Always remember that all sugars (even “natural sugars” like those from real fruits and dairy) need to be limited in order to maintain a healthy weight, and healthy body. I generally suggest sticking to a diet of no more than 3 cups of dairy (dairy has sugar, and too much dairy means too much sugar, who cares if it’s natural!?) 1.5-2 cups fruit (yes, you can get too much fruit, because once again, natural sugars add up to weight gain too!) and ~150-200 calories of “extras” per day (this is where the added sugars fit in).Source: Diabetic Living Magazine. Notice the meal on the right has only 7 grams of added sugar, and the meal on the left has 50 grams (double a day’s worth).
Ok, so how the heck do you really know how much added sugar you are getting? You don’t, you have to guess/estimate. But don’t worry, one of these days companies will be required to list added sugars! Meanwhile, here are some tips.
Reduce your added sugar by doing the following:
1) Choose plain yogurt instead of flavored
2) Choose plain oatmeal instead of flavored oatmeal
3) Add flavor to your oats and/or yogurt by adding things like non-caloric sweeteners, unsweetened cocoa powder, or fresh fruits/berries
4) Don’t make sweetened beverages a staple in your diet
5) Look for reduced-sugar versions of your favorite foods (Such as jellies and jams)

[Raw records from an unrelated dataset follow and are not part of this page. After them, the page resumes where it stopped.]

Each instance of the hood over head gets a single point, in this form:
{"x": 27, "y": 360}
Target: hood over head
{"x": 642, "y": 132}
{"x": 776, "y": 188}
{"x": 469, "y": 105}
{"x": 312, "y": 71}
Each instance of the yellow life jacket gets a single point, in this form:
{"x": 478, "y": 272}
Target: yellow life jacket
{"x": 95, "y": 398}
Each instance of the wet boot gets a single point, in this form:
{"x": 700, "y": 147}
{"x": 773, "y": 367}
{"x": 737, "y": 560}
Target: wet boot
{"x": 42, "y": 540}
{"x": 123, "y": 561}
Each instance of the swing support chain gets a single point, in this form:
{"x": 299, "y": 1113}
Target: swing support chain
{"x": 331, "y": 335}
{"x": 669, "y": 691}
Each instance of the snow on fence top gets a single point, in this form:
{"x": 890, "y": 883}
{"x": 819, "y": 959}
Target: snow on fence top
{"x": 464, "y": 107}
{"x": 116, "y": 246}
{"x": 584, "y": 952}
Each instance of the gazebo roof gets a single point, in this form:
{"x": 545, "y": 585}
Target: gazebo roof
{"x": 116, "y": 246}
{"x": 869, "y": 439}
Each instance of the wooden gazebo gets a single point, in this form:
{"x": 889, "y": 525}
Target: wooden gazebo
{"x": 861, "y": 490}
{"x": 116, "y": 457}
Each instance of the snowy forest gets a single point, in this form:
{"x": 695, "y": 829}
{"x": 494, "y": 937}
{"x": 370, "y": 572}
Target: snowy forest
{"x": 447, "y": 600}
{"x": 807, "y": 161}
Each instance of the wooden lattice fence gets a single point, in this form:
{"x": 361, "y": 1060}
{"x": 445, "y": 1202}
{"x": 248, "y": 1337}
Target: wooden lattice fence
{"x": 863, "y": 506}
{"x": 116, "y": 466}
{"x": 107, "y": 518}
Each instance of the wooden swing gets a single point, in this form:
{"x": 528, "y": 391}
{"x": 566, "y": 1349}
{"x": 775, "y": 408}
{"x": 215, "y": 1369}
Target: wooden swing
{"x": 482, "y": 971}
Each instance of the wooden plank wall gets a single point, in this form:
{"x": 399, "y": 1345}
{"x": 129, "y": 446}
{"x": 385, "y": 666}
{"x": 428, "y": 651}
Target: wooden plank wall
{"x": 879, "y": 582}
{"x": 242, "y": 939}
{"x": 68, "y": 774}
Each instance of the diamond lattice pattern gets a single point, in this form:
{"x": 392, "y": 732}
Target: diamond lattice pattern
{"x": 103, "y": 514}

6) Choose cereals and snack bars with 10 grams of sugar, or less (especially if there is zero fruit in the bars or cereal)
7) Learn the different terms used on labels, which mean “added sugar”. Here is a great list.
Want to read more about added sugars, and health? Check out this recent article from Today’s Dietitian Magazine. It’s worth reading if you have the time. This article was also interesting, because it hinted at new higher prices for sugary foods. Wouldn’t that be nice?! Changing our environment, one step at a time.